Шла сильная духовная брань. И поняла — почему батюшка-то болеет — сколько гнойников покаянием он помогает вскрывать с Божьей помощью! Да, за таких рачителей надо поусерднее прихожанам молиться… и самим исправляться. Обдаем батюшек своей грязью и вновь за старое… «Господи, помоги изменяться!» — взмолилась она.
************
Ночью, лежа в постели под доброе, непрошено тихое бормотание дождя, творила Иисусову молитву. Читалась она так, как никогда в жизни — легко, радостно, с любовью ко Господу. На душе — хорошо. Внезапно испугалась впасть в прелесть и жалостливо зашептала: «Господи, притуши волны благодати. Недостойна я ее по грехам!…» — и заплакала, тихонечко-тихонечко, наверное, так стонет лесная пташка, потерявшая птенцов… Сердце болело от обиды на себя, что так испоганилось… И вдруг границы души вроде как раздвинулись, стало спокойно и светло: «… напоил еси нас вином умиления» (Пс. 59;5)
А заботливый дождь, не оставляя вниманием, все спешил и спешил излить влагу, точно хотел вновь очистить ее, сделать такой, какой она была только в детстве… Затухающие капли растеклись серебристыми лунными лужами. Дождь свернулся калачиком и уснул, вместе с оживающей от зимней спячки природой…

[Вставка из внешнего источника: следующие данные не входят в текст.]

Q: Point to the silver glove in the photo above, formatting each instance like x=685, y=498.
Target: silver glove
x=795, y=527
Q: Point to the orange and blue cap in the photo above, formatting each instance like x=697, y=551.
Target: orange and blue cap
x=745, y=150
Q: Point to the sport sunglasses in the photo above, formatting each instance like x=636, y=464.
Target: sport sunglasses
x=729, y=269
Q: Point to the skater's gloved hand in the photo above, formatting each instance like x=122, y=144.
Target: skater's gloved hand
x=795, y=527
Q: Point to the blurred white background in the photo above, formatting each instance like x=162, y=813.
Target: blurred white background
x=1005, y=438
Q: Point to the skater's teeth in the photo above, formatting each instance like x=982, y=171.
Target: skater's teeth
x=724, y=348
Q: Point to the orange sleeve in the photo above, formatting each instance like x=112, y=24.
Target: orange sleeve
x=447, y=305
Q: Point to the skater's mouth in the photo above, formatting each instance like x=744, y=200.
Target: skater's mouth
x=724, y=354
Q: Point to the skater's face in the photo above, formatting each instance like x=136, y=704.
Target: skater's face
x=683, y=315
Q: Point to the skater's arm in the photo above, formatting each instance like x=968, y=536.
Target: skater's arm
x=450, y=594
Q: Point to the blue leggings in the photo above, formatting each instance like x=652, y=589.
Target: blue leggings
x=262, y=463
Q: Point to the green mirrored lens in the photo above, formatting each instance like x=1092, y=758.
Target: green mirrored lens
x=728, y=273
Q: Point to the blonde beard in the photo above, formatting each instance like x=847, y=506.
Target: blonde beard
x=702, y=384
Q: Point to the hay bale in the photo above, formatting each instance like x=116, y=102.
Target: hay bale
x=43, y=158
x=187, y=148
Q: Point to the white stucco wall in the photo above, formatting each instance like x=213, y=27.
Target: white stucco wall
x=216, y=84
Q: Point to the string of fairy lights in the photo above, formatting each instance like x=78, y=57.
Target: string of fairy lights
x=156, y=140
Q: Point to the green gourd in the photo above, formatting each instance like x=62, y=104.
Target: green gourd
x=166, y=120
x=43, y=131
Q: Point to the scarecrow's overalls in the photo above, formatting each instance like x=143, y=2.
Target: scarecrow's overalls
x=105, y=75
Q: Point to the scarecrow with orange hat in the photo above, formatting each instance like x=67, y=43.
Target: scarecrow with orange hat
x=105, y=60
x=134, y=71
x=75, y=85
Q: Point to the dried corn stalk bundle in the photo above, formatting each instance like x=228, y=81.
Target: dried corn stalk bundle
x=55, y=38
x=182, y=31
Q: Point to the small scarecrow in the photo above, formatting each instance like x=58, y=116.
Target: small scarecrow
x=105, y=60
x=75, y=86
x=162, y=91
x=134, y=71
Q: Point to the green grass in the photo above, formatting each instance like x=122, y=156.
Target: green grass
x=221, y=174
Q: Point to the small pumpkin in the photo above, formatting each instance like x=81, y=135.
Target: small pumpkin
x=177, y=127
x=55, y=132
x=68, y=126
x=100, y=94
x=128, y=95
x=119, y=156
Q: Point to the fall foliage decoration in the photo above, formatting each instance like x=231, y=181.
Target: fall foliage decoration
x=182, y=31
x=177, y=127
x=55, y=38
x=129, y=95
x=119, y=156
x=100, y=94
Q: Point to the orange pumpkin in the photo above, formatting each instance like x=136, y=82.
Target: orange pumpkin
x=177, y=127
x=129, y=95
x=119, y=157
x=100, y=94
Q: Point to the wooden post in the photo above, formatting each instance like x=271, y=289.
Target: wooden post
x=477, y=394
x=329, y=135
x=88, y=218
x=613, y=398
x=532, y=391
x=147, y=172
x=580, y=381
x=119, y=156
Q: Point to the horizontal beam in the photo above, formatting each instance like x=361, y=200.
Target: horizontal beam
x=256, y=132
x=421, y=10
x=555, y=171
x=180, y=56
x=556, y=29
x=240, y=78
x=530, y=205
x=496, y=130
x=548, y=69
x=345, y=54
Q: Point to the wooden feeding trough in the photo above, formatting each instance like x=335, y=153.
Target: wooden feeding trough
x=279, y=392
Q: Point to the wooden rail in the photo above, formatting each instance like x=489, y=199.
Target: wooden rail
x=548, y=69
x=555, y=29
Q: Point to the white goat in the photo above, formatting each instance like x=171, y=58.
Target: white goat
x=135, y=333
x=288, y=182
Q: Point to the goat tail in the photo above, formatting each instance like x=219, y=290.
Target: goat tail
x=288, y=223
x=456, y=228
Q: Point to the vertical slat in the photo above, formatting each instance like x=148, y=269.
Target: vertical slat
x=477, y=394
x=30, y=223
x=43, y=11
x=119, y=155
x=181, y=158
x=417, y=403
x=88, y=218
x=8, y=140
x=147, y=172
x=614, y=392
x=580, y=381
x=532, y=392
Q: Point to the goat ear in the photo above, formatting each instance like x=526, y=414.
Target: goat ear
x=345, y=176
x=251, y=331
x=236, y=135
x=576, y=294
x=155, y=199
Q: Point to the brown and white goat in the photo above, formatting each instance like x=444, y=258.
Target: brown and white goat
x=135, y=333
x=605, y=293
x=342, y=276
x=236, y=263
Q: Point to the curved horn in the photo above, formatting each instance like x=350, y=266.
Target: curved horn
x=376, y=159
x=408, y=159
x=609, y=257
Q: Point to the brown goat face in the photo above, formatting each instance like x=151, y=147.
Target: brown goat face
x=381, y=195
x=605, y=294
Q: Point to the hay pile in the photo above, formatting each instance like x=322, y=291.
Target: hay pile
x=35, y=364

Татьяна не спала, все творила с Божьей помощью Иисусову молитву… Она еще не выздоровела, нет. Но стало легче. «Значит снова надо вспоминать грехи, не во всем покаялась,» — с горечью подумала она…
************
В скором времени дали ей адрес хорошего врача лора. Народу там оказалось множество. Когда подошла ее очередь, увидела: врач — интеллигентная, приятная, кареглазая женщина. И сразу принесла облегчение. Уныние у Татьяны размылось спокойствием, затишьем, надеждой. Семь месяцев болела, за день лучше становилось с Божьей помощью. А врач-то, как все успевает? Утром в больнице, после обеда домашний прием. Господь укрепляет, дает она людям больше, чем берет. «Что без нее нам делать, другие-то не лечат как следует, не пытаются». А врач, догадавшись о ее безденежье, вообще стала лечить бесплатно, чем вызвала слезы на глазах у несчастной, измотанной болезнями, неудачами и невезеньем бедной писательницы. «Что же я раньше не пошла к ней, знала давно ее адрес. Видно пострадать следовало: грех — это боль», — думала она. Господь не оставлял Своей милостью. Находились и еще добрые люди, помогавшие в лечении — целители-супруги. Они с утра до ночи работали, собирая целебные травы, перерабатывая их в порошки, и бескорыстно лечили людей… Очевидно, такие люди только в России и могут быть…
И вновь захотелось увидеть батюшку. «Чувствую, он молится за меня!»
Священник находился в больнице на лечении. Как на крыльях полетела к нему навестить. В палате было спокойно, как в келье. Татьяна почему-то говорила много, напоминая зяблика, выпорхнувшего вверх, к небу, желающего надышаться свежим воздухом. Все выяснила: и как молиться утром и вечером, и как — чтоб не возгордиться… Добрый батюшка подарил икону, помазал маслицем, благословил. Ехала домой с ощущением тепла и покоя. По дороге осмыслила — не говорил Батюшка редких слов, не поражал необыкновенной умудренностью, но душа его процветала в мирном устроении, которое он дарил всем, приходящим к нему. Как бы некую благодать получила — ощутила она. Батюшка, наверное, обладал даром утешения. Но изменяться и самой следует… Следует, следует… Иначе — гнев Божий — болезни, скорби, отчаяние…
************
Наступил праздник. Утром молилась:
— Господи, привяжи мое сердце к себе сильнее!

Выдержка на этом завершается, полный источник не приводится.